You may have noticed a pattern emerging in our speculations on key SaaS metrics—and, yes, like all the rest, there’s a serious tendency among SaaS companies to calculate their retention rates incorrectly, too. Both user and MRR retention need to be calculated in tandem, so you can account for both the effects of your product, marketing, customer service, and pricing and the likelihood of sustaining profitability.
You might not be taking care to differentiate between customer life-cycle stages when calculating retention rate, either, or between the plans your customers are on. In short, there’s a lot that can go wrong with your retention-rate calculations.
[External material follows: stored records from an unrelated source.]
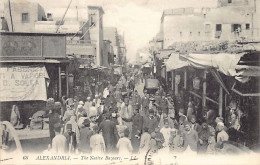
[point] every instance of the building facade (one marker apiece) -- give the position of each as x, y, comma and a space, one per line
22, 15
231, 20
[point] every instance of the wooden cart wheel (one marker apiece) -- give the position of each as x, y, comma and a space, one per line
8, 127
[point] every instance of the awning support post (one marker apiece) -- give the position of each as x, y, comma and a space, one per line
172, 84
204, 89
185, 79
67, 81
220, 101
59, 82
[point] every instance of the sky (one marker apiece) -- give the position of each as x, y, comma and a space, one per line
138, 20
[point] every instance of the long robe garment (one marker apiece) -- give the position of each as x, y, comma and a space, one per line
127, 113
204, 135
145, 143
145, 105
97, 144
84, 140
110, 135
136, 130
151, 124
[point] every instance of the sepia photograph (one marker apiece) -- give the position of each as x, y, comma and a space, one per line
130, 82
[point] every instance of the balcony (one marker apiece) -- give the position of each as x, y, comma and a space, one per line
248, 35
32, 45
81, 47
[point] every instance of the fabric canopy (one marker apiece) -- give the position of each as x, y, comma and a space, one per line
175, 62
222, 62
164, 54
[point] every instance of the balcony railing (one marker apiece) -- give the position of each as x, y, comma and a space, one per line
32, 45
83, 42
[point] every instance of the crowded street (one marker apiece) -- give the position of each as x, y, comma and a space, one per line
144, 82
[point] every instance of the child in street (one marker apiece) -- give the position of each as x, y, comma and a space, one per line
71, 143
124, 144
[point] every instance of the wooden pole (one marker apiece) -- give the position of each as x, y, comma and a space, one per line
11, 17
204, 89
172, 72
220, 101
176, 87
67, 81
59, 82
63, 17
185, 79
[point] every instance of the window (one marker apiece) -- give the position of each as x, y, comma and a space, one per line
218, 27
207, 28
247, 26
236, 27
49, 15
92, 19
25, 17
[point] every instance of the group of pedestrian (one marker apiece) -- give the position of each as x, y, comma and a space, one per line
120, 121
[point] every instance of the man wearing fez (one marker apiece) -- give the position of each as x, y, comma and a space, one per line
109, 133
85, 135
150, 122
59, 141
190, 137
71, 143
136, 129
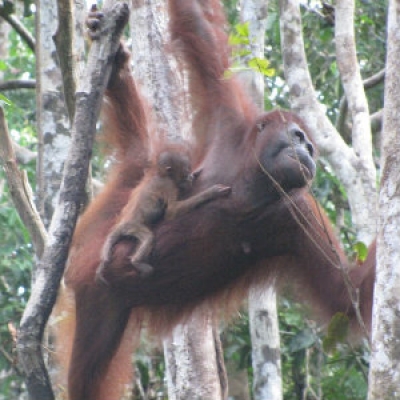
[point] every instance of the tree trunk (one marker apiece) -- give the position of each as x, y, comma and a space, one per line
263, 318
52, 119
192, 370
384, 378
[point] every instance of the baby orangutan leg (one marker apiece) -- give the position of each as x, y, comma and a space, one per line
145, 238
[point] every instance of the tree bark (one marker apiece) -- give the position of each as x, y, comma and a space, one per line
384, 377
190, 353
263, 317
348, 166
53, 125
51, 266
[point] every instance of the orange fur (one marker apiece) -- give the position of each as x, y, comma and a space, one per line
268, 227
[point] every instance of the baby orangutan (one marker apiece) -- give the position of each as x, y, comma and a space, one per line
154, 199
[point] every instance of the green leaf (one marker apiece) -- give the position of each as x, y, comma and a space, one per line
261, 65
361, 250
242, 29
4, 100
303, 340
337, 332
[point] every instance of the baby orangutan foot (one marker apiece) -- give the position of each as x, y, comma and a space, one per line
144, 270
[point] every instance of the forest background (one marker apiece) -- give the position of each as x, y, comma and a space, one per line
310, 367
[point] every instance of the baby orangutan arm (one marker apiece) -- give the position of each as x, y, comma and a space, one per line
135, 228
185, 206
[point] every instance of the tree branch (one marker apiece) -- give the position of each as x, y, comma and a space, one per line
20, 190
51, 266
20, 28
64, 41
13, 84
303, 98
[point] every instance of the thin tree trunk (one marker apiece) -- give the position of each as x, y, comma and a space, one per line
190, 352
53, 125
263, 317
384, 378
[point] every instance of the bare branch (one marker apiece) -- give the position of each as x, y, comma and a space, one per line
20, 189
17, 84
64, 41
304, 100
376, 121
51, 266
20, 28
368, 83
374, 80
354, 89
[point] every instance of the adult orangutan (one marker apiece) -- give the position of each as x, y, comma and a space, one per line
268, 226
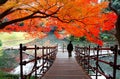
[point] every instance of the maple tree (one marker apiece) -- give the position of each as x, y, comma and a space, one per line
117, 24
76, 17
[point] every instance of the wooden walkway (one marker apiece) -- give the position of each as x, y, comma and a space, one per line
65, 68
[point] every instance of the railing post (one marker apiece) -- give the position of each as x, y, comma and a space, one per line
88, 58
21, 67
97, 62
43, 57
115, 61
35, 62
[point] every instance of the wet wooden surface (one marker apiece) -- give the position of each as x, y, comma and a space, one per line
65, 68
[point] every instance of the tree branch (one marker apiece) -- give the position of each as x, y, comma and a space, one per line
110, 6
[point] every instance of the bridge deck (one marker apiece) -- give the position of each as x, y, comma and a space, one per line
65, 68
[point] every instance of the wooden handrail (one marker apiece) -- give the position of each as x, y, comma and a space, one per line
84, 54
50, 53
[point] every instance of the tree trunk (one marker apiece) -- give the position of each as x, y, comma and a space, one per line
117, 35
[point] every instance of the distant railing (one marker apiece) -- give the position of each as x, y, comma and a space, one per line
84, 58
46, 59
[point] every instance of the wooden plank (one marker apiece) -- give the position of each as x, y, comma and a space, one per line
65, 68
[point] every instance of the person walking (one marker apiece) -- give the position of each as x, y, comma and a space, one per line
70, 49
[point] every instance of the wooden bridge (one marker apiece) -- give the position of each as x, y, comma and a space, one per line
65, 68
60, 66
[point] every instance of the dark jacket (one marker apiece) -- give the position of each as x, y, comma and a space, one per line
70, 47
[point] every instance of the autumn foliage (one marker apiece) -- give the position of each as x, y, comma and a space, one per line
71, 17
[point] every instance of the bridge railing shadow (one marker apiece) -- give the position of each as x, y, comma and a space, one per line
87, 55
41, 62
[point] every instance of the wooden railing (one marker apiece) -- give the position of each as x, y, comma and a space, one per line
45, 60
84, 58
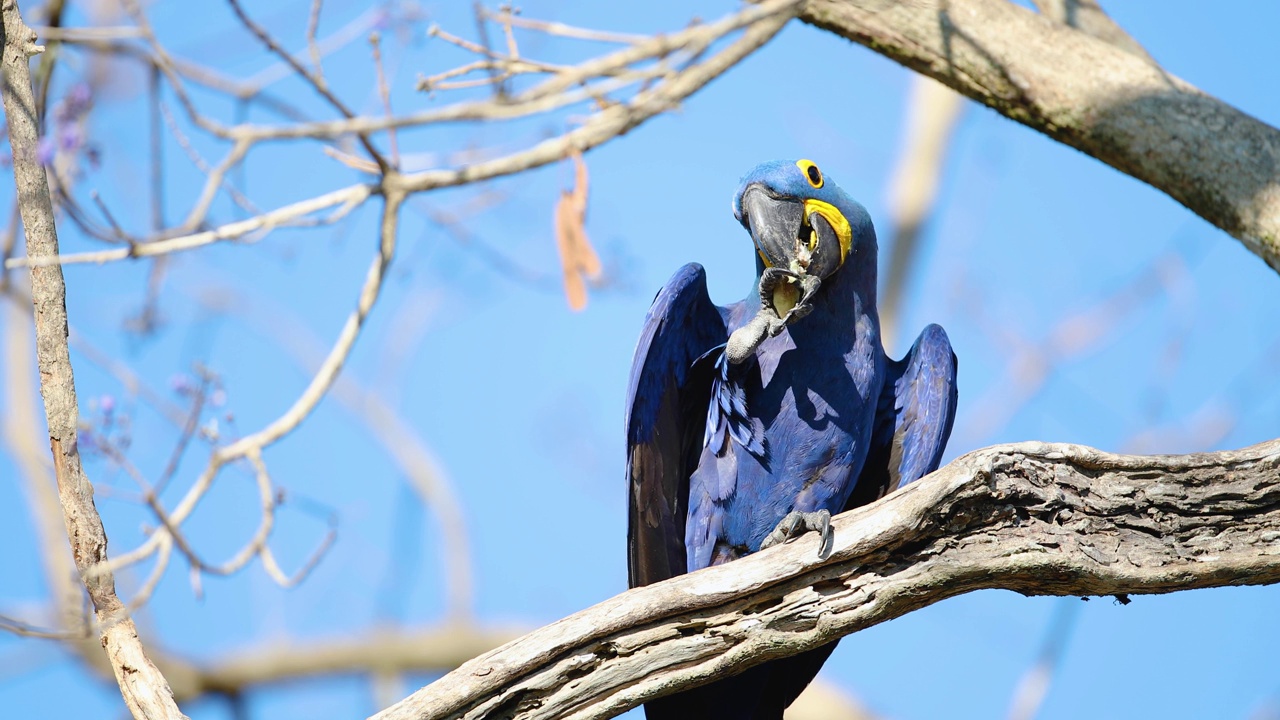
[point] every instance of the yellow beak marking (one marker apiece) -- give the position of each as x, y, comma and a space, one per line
837, 220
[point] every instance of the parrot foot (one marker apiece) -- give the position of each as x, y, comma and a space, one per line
768, 322
796, 524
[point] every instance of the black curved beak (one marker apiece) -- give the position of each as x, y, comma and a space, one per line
775, 224
787, 238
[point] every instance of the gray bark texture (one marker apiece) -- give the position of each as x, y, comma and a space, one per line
142, 687
1104, 99
1034, 518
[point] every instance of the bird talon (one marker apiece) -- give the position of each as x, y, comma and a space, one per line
796, 524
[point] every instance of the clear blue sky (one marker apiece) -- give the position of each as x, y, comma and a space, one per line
522, 400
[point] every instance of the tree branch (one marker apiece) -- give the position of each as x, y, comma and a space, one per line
1034, 518
1109, 103
142, 686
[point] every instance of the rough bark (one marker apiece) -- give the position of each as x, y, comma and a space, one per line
1104, 100
1034, 518
144, 688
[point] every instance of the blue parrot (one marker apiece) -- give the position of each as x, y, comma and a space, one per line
753, 423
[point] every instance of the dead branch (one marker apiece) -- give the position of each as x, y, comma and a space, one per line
1033, 518
145, 689
1102, 100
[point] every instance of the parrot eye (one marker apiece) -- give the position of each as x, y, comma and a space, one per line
812, 173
3 tools that help SaaS businesses grow
Now that we have a pretty solid understanding of the SaaS business model, you might already have started wondering what’s available to allow your business to get the best of the competition and really start to grow. We’ve got a few tools here at Paddle that can really help young SaaS companies grow.
Billing software
The SaaS business model is based on recurring billing, so you won't get very far without a decent recurring billing tool. There are a variety of solutions for managing subscriptions and recurring billing out there, but in many cases, you'll need to integrate these tools with a broader payments stack to manage payments and revenue. This can get messy fast. Or you can take an all-in-one approach and use a merchant of record.
Analytics
As we saw above, your grasp on your data informs your success as a SaaS company: a well-organized, powerful analytics solution can make all the difference. Continued insight into the drivers behind your growth is fundamental for success in the SaaS business model: which customer segments are driving and detracting from subscription growth, which features in your product command the highest willingness to pay among your customer base, which features are leaving customers at more persistent risk of churn.
Retention software
For all their importance when gauging the health of your SaaS business, churn and retention rates are seldom completely understood by young companies. Identifying customer cohorts and tracking revenue retention, MRR churn, and delinquent churn can be difficult to do without resorting to a plethora of spreadsheets. Tools that aid your retention rates and help drive down churn, while minimizing the chances of human error or misreporting, are vital.
What’s next for SaaS businesses?
The range of applications in SaaS is virtually limitless, and with the means of fundraising continuing to diversify, it has never been a better time to join the field.
Still, all of the most successful software-as-a-service companies underpin their success by adhering to a few fundamentals in the SaaS business model: a reliance on good statistics and the use of the right tools and solutions. Apply the same principles to your business and you might find yourself heading in the same direction.
SaaS business model FAQs
What is SaaS business model?
SaaS business model is based on selling cloud-based software for a subscription fee. The cloud-based software is usually accessible via mobile, desktop, and web apps, and the subscription fee is usually monthly or annually.
What is SaaS revenue model?
The SaaS revenue model is based on regular and ongoing payments to use software or a different digital product or tool. The payments have a defined period, and the most common two are monthly and annually.
Is Netflix a SaaS?
It may sound unusual initially, but yes, Netflix is indeed a SaaS. Netflix sells the software to stream movies and TV shows, both licensed through distribution deals and produced by Netflix.
What are the benefits of using Saas?
There are many benefits to SaaS software. The biggest include cost-effectivity, scalability, better security, no licensing management, and more scalability.